New Delhi - Thousands of protestors in India's eastern state
of West Bengal Sunday laid a siege around a factory manufacturing the
world's cheapest car, the Nano, to demand return of farmland acquired
for the project.
Led by the state's opposition leader, Mamata Bannerjee, activist
Medha Patkar and politicians, an estimated 50,000 farmers, villagers
and party activists converged on the factory site in Singur, near the
main city of Kolkata.
Organizers said this was the biggest demonstration in India
against 'land seizure' for setting up an industry. They expected the
number of protestors to swell to 200,000, claiming many were still
reaching the site.
The factory, operated by Tata, among India's biggest industrial
houses, resembled a fortress with the communist-ruled state
government deploying nearly 3,000 policemen to break up any violent
protests.
Groups of farmers in Singur said some farmland for the plant was
forcibly acquired by the state government and given to the company.

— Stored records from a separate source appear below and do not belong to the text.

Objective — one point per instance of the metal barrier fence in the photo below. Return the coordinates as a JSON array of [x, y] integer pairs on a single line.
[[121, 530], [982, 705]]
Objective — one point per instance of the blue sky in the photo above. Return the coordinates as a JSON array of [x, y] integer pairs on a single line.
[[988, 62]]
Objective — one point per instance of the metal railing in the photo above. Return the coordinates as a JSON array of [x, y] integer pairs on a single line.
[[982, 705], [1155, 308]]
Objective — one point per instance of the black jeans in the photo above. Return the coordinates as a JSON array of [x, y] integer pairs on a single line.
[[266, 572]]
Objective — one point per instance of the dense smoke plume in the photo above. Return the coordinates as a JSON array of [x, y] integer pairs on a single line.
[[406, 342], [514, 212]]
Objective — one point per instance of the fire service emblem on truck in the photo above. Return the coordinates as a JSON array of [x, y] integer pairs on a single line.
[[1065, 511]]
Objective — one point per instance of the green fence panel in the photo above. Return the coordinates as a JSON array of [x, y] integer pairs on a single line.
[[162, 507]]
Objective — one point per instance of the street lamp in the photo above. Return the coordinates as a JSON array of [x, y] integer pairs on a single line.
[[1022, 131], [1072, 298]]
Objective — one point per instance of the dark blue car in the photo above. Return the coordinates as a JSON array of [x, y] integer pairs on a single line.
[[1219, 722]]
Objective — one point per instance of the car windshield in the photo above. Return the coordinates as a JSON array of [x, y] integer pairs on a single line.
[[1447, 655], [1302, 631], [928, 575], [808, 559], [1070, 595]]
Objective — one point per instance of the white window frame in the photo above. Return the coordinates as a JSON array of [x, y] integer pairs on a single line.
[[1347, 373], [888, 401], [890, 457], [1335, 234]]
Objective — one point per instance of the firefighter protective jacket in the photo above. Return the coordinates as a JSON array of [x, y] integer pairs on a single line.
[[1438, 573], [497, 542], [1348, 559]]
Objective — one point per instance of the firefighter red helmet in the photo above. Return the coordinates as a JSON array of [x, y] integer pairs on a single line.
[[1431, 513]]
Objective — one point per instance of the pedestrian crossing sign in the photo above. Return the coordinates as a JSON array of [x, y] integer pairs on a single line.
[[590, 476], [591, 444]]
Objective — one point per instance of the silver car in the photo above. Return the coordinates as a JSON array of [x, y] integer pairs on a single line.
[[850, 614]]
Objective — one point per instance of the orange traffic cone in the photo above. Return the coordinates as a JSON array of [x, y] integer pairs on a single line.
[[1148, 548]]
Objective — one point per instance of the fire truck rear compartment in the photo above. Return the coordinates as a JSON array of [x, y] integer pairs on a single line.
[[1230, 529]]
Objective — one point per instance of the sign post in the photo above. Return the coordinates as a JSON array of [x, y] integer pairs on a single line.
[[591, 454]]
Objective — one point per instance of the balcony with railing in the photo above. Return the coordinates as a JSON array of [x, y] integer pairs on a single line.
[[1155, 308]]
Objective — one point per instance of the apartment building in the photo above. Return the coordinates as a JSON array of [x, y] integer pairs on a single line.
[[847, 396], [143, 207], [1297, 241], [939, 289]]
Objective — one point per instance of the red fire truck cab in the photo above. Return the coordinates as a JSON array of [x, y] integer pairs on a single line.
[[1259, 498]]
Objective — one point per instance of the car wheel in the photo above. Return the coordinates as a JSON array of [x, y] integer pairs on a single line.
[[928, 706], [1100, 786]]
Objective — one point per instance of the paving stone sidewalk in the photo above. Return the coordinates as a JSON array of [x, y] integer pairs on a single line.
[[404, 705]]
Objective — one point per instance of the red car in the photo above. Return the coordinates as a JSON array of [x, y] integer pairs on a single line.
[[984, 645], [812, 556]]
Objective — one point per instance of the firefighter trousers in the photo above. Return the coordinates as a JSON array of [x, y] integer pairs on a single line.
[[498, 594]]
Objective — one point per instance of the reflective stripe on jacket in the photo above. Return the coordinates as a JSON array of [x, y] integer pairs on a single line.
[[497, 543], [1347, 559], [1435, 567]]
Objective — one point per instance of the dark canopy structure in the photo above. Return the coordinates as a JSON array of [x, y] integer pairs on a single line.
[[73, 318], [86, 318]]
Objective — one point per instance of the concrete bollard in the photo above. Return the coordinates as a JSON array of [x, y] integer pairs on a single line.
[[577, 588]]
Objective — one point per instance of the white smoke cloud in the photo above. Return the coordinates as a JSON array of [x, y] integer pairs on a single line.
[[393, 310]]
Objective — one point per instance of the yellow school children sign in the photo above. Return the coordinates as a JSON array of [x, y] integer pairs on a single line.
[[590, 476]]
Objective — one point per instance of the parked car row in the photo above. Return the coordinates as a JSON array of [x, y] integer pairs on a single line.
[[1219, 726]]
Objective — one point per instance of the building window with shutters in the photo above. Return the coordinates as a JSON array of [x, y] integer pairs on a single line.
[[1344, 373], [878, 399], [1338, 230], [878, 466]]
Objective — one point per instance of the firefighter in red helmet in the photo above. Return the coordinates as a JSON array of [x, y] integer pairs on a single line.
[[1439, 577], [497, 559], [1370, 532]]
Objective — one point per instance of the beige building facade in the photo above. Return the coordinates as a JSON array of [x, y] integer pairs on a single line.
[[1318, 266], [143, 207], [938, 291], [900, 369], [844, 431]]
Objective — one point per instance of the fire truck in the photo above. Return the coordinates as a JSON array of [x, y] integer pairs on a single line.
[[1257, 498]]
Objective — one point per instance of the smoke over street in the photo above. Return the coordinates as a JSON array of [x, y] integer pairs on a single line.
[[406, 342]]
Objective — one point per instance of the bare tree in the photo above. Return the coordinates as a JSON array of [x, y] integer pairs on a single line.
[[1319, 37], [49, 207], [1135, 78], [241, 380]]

They are demanding that Tata return 160 of the 403 hectares allotted
for the factory to the farmers.
But Tata argue that the land is required to set up units for spare
parts and component vendors and shifting them would make it difficult
to keep the costs of the car low.
Bannerjee planned the 'indefinite strike' at Singur in the
backdrop of a threat by Tata owner, Ratan Tata, to withdraw the
project from the state if agitation continued.
'I would like to request all of you to abstain from any violence.

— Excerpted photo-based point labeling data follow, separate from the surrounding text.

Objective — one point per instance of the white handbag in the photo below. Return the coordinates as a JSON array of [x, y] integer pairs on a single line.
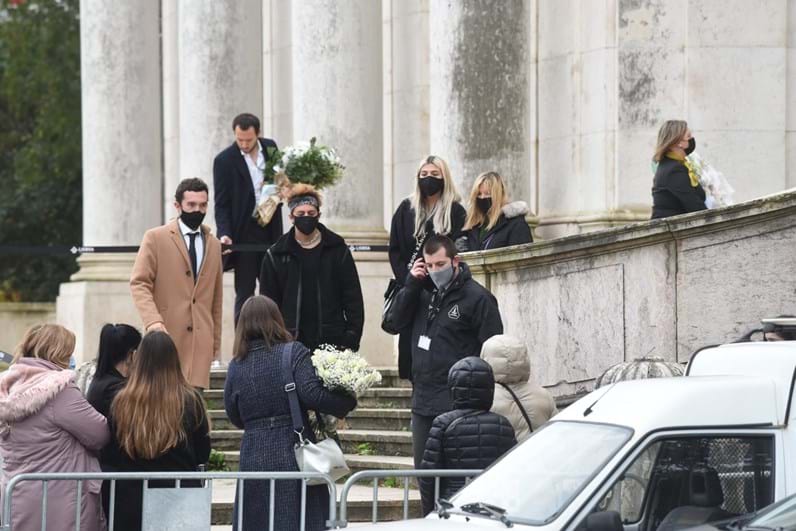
[[325, 457]]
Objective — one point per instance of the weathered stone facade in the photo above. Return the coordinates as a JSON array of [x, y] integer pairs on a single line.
[[563, 97]]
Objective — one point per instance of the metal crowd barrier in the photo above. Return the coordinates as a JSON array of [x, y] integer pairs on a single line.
[[375, 475], [202, 502]]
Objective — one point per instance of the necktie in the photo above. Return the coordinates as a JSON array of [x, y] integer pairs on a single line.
[[192, 252]]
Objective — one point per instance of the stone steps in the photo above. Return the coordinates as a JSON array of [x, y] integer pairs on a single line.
[[359, 419], [386, 397], [359, 503], [366, 418], [355, 462], [376, 442]]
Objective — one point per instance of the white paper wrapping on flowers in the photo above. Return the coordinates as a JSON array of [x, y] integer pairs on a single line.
[[344, 370], [717, 189]]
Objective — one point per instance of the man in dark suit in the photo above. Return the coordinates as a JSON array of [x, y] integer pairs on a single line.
[[238, 183]]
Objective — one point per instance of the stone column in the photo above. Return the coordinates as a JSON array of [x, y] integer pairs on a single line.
[[337, 97], [337, 50], [406, 92], [220, 76], [480, 112], [171, 103], [220, 65], [121, 91]]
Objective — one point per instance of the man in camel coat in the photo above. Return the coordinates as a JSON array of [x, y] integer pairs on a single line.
[[176, 283]]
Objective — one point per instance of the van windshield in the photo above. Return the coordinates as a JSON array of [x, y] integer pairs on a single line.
[[539, 478]]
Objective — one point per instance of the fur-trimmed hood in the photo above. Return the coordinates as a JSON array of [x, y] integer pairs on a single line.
[[515, 209], [27, 386]]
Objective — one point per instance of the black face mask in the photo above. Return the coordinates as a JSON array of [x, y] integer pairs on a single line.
[[483, 204], [306, 224], [691, 146], [192, 219], [430, 186]]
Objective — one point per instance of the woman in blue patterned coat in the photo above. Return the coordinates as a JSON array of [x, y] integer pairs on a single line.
[[256, 401]]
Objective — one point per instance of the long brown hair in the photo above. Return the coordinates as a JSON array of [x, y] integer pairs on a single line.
[[498, 193], [260, 319], [49, 342], [669, 135], [149, 411]]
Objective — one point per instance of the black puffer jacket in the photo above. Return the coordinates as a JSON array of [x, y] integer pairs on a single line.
[[511, 229], [469, 437], [460, 321], [341, 309]]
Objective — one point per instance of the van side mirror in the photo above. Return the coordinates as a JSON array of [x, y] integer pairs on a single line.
[[603, 521]]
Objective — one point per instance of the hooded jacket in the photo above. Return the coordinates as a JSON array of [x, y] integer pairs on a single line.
[[340, 306], [47, 426], [457, 321], [470, 437], [510, 229], [511, 366]]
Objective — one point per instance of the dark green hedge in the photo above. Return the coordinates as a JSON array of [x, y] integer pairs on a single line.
[[40, 157]]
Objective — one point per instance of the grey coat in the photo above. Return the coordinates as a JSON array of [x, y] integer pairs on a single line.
[[256, 401]]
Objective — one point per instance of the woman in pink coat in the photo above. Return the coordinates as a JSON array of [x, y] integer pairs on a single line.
[[47, 426]]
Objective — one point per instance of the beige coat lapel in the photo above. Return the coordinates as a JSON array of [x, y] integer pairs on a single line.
[[176, 238]]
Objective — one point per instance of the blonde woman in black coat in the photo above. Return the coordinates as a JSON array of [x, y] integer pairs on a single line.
[[675, 189], [492, 220], [433, 208]]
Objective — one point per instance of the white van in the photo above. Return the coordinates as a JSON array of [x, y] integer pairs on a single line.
[[648, 455]]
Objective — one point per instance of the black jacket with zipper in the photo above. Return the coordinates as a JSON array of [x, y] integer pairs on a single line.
[[672, 192], [458, 322], [341, 309], [468, 438], [510, 229]]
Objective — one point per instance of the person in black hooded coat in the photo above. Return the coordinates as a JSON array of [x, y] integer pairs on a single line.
[[468, 438], [492, 221], [451, 316], [311, 275]]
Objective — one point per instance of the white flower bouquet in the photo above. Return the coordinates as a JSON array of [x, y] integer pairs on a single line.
[[717, 189], [344, 370], [306, 162]]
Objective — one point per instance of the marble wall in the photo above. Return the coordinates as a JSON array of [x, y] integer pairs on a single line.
[[661, 288]]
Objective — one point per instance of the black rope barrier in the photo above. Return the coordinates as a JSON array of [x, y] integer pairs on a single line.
[[64, 250]]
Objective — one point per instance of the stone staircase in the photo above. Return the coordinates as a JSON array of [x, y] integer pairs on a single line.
[[376, 437]]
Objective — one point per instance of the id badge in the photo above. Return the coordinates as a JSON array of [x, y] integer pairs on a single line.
[[424, 342]]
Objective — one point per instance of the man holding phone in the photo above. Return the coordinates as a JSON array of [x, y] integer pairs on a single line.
[[451, 316]]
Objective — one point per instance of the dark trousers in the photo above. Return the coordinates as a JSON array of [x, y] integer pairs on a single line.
[[248, 264], [421, 425]]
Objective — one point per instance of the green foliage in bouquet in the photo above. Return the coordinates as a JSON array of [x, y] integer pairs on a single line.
[[306, 162], [217, 462]]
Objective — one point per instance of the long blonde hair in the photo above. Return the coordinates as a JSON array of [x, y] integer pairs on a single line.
[[50, 342], [441, 213], [498, 193], [669, 135], [149, 411]]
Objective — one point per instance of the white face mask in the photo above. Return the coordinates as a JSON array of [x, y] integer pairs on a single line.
[[442, 278]]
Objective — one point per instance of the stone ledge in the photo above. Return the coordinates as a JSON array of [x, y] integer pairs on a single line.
[[633, 235]]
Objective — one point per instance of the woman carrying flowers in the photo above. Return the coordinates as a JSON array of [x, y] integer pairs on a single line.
[[256, 401], [675, 189]]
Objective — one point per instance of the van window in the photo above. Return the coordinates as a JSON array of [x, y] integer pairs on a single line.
[[700, 479]]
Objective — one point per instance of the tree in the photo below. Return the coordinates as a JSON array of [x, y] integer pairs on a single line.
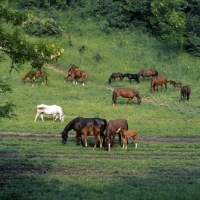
[[17, 47], [169, 20]]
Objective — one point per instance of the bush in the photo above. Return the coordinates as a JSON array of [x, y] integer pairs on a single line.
[[46, 27]]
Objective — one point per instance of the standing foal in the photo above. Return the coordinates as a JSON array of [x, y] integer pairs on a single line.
[[126, 134]]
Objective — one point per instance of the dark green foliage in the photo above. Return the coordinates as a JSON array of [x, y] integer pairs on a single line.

This agitation is for the cause of common people,' Bannerjee said.
The Trinamool Congress and its allies have set up 21 camps
alongside the boundary wall of the site.
'No industry can be founded on the dead bodies of the farmers,'
said Amar Singh, leader of the Samajwadi (Socialist) Party, who has
joined the demonstration.
Tata, India's leading vehicle maker, has invested over 375 million
dollars in the plant at Singur. The first Nano cars, priced at
nearly 2,400 dollars a unit, were scheduled to roll out in October.
A prototype of the Nano, dubbed the 'People's Car,' was unveiled
with much fanfare at the car exhibition in Delhi in January. It is a
623-cc car with a 33-horsepower multipoint fuel injection petrol
engine.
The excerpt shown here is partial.